Amazon’s Just Walk Out technology is both extremely cool — just grab what you want and walk out the door, no checking out or paying necessary — and extremely complicated. Amazon’s system uses computer vision, which requires a complex system of cameras and sensors just to make the whole thing work.
But now, Amazon is rolling out a new, simpler way to Just Walk Out. It built a system that uses radio-frequency identification, known as RFID, to track your purchases as you leave the store. Amazon first tested the system at the Climate Pledge Arena in Seattle (so named by Amazon, which purchased the arena’s naming rights in 2020) and is now also testing it at Lumen Field, the home of the Seattle Seahawks.
The system is pretty straightforward: each item, in this case mostly clothing, gets an RFID tag that looks like a normal clothing tag. Customers come into the store, pick out what they want, and walk through an “exit gate” that scans the tags and tallies up the bill. Then they scan their credit card or wave a palm over an Amazon One scanner and leave.
RFID tags are a longtime staple of the people- and thing-tracking industries: they’re a handy way to quickly check inventory in a warehouse, keep your luggage from getting lost, and even get you into Disney World. Amazon is just trying to take that tech and apply it to the everyday shopping experience.

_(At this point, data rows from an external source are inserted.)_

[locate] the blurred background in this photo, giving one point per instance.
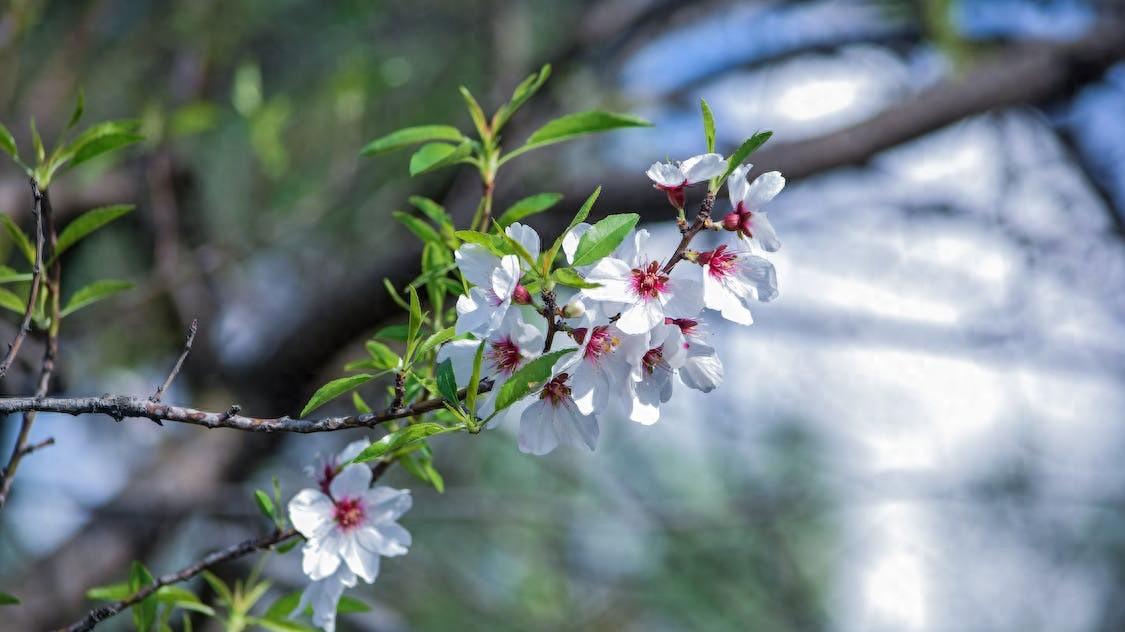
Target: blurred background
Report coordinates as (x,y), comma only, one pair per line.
(925,431)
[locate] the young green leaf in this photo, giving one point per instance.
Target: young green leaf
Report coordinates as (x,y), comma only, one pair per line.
(708,125)
(8,143)
(528,207)
(399,439)
(523,380)
(7,599)
(447,382)
(144,614)
(568,277)
(93,292)
(10,300)
(19,237)
(410,136)
(88,223)
(333,389)
(603,237)
(420,228)
(744,152)
(266,505)
(433,156)
(578,218)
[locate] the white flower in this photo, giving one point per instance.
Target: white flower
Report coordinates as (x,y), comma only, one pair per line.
(746,201)
(734,279)
(702,369)
(323,595)
(673,179)
(555,420)
(351,525)
(506,350)
(651,377)
(633,285)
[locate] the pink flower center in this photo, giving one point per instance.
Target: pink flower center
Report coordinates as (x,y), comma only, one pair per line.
(650,282)
(556,390)
(653,359)
(505,355)
(719,262)
(602,342)
(349,513)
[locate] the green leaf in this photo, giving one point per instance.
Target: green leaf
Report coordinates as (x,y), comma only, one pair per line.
(410,136)
(144,613)
(476,114)
(333,389)
(420,228)
(9,300)
(708,125)
(520,96)
(578,218)
(351,605)
(578,124)
(433,156)
(381,354)
(568,277)
(603,237)
(528,207)
(8,142)
(88,223)
(447,382)
(21,241)
(79,108)
(399,439)
(93,292)
(266,504)
(109,593)
(744,152)
(523,380)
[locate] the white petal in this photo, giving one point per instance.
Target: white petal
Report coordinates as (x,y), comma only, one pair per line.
(704,166)
(572,238)
(351,482)
(574,427)
(460,354)
(665,174)
(361,561)
(737,184)
(537,432)
(476,263)
(311,512)
(763,232)
(703,369)
(527,237)
(764,188)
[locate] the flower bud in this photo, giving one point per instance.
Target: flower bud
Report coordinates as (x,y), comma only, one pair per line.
(574,309)
(521,296)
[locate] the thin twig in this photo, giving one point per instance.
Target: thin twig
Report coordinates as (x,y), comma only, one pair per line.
(33,296)
(50,352)
(179,362)
(124,406)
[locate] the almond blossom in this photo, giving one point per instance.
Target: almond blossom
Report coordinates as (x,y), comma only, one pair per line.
(673,179)
(734,279)
(632,282)
(746,200)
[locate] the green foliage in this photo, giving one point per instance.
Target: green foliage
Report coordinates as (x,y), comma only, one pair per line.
(333,389)
(603,237)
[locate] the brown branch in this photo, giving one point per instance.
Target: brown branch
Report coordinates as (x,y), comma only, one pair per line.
(236,551)
(179,363)
(124,406)
(33,296)
(50,352)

It may not feel quite as cool to go through a scanner before you leave as it does to just walk out of the building, but the pitch for Amazon here is that an RFID system will be drastically easier for companies to implement. Rather than wire their buildings with an expensive camera system, they can just switch their tags, add a few gates, and be done. Amazon says its Just Walk Out testing has shown huge increases in customer traffic thanks to the shorter lines and many more transactions because the process is so simple.
Amazon itself may be pulling back on physical retail stores, but it’s clearly still invested in real-world shopping logistics problems. (Amazon says there are more than 150 total stores with Just Walk Out tech enabled.) It’s a potentially big business and, maybe even more enticingly, a huge source of customer data. If Amazon can get a palm swipe from everybody in every store everywhere, the internet’s most relentlessly optimized online store could know just as much about how you shop offline.